Wednesday, November 5, 2014

Titillating and Informative at the Same Time

It's probably terribly post-modern of me to write about writing, but here goes.

If, as Benjamin Franklin said, you should either write something worth reading or do something worth writing about, where does that leave writing something no one will read?

I spent a fair amount of my day writing a letter that I didn't send, but needed to capture. Thoughts have been swirling around in my head and in order to make them stop, I needed to get them down in words and sentences, which I did.

But the more I thought about it, the more sure I was that no one needed to read them. But, plain and simple, I needed, really needed, to write them.

The words I wrote weren't about being the 282nd person to vote at my polling place or about the sweet old lady outside it who questioned me intently about whether I'd been challenged when I provided my photo ID to vote (I hadn't).

They weren't about taking my hired mouth and a friend to lunch and having him remind me that we should be getting together for more than lunch, say music or art.

And while it was a lovely meal, my words weren't about dinner at Lucy's where my fellow diner told me about a car chase, crash and arrest on Broad Street this afternoon, snarling traffic westward for hours.

Irresistible was the soup of the day, a tomato-based mahi mahi and potato with just a hint of heat, worth slurping up every spoonful. Then I tucked into the lemon-vinaigrette-dressed winter salad of kale, roasted Brussels sprouts and sunflower seeds while hearing tales of familiar faces showing up in commercials and TV shows (so I'll never see them).

Post-dinner, I made my way to the Speakeasy to see 5th Wall Theater's staged reading of "Writer's Weekend: A New Musical," sharing a table with two women, one of whom turned out to be in the show's band.

I'd seen the first reading of the play last Spring and thoroughly enjoyed the story of six people attending a writer's workshop in hopes of fine-tuning their writing skills or, as the only published writer in the bunch put it, "Jump-starting my literary libido."

A four-piece band of two keyboard players, a bassist and drummer accompanied the actors as they sang of their frustrations and hopes for their writing careers, all in various stages. The sci-fi writer was self-published with cartons of her books crowding her basement, the former TV action star wanted to be a playwright but his concept was weak, the newspaper reporter hoped to use his journalism background writing about crime to pen detective stories, the young technical writer was trying to branch out into fiction, the suburban slam poet still had more attitude than talent and the oversexed romance writer had writer's block but a string of best-sellers behind her. Add in the bitter writer who leads the sessions and the potential for snappy dialog was obvious.

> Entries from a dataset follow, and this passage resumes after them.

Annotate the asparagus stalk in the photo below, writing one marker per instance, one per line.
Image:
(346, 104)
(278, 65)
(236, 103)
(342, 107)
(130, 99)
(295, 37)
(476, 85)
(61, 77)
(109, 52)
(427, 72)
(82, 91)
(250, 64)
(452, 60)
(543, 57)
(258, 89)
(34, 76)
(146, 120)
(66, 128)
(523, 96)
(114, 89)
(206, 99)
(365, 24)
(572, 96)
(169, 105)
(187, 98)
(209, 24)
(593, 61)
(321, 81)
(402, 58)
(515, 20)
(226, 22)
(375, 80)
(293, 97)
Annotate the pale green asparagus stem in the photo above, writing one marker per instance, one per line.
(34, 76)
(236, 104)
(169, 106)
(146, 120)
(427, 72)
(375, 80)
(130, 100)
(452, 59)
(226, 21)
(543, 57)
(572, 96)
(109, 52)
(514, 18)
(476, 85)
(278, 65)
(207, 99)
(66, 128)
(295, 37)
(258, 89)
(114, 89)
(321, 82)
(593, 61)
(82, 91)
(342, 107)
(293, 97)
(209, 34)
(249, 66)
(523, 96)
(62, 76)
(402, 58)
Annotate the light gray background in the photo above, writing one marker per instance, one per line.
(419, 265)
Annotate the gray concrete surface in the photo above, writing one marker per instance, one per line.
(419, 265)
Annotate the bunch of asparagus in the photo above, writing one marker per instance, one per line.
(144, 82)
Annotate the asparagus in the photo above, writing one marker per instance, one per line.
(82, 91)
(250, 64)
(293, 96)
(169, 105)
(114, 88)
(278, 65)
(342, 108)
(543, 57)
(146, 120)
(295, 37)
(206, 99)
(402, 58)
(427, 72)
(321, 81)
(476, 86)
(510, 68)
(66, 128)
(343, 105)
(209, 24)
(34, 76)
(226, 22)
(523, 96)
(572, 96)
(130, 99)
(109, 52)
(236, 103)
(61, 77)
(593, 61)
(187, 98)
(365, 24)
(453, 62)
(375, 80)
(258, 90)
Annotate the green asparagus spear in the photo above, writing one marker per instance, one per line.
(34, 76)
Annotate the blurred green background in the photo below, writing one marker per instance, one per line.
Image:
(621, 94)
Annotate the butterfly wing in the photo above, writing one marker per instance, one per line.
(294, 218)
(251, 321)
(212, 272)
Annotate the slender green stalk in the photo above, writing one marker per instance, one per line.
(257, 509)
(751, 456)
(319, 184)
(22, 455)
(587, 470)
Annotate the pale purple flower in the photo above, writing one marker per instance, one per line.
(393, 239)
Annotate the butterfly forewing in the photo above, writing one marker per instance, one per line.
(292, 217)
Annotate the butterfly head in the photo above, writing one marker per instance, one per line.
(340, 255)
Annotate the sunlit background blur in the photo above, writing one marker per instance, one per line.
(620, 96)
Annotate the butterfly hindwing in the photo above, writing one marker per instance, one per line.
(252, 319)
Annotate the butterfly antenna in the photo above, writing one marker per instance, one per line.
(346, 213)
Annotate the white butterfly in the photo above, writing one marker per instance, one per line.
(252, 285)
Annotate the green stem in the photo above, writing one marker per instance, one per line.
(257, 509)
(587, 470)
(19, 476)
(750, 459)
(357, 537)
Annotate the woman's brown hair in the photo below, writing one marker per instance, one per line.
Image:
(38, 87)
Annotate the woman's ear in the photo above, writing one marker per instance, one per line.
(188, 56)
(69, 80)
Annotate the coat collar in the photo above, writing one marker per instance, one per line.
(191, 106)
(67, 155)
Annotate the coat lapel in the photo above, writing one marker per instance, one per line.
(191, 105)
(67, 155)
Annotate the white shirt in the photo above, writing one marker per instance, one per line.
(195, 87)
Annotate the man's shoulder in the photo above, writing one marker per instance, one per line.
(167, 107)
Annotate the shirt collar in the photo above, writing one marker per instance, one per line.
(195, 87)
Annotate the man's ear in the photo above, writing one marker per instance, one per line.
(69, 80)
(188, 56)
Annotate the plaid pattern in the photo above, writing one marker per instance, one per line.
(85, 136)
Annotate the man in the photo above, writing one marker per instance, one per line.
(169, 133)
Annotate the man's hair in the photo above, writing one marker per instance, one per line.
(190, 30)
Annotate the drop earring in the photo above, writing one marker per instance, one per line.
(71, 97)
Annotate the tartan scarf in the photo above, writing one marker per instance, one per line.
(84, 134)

Jacqueline Jones narrated the play, sometimes even helping it along when there was overly-long silence. "I think that's a music cue!" she said cheerily to get everyone back on track.

And just in case the audience was unclear on what being a writer means, it was spelled out in song. "A working writer means a writer who gets paid. Who knows, I might even get laid." Don't count on it, friend, it never got me laid.

I couldn't decide which character I found the funniest, the timid technical writer played by Mark Persinger who was seduced by the older woman ("Old is the new black") or the ebony goddess poet played by Carolyn Meade, all attitude and adjectives.

Like last time, there was a lot that made me laugh out loud (editor jokes, older woman comments) including the written-to-be-awful manuscripts the would-be writers shared with their peers ("Rickets: The Musical").

And like with all his staged readings, director B.C. Maupin had made sure we got a lot more than just actors with scripts reading in chairs. Characters made eyes at each other, moved as if to dance, met at a bar and just generally suggested a lot more staging than some readings deliver.

Even though I knew the story, it was interesting to hear the songs come out of different mouths this time - and there were some excellent voices in the cast - and watch how these actors put their spins on the characters I'd met last May.

Seeing "Writer's Weekend" satisfied old Ben Franklin's directive to do something worth writing about. As to the other part of his wisdom, I'd even go so far as to say my earlier, unsent letter was worth reading.

Didn't get paid, didn't get laid, but there's always tomorrow. I'll probably write about that, too.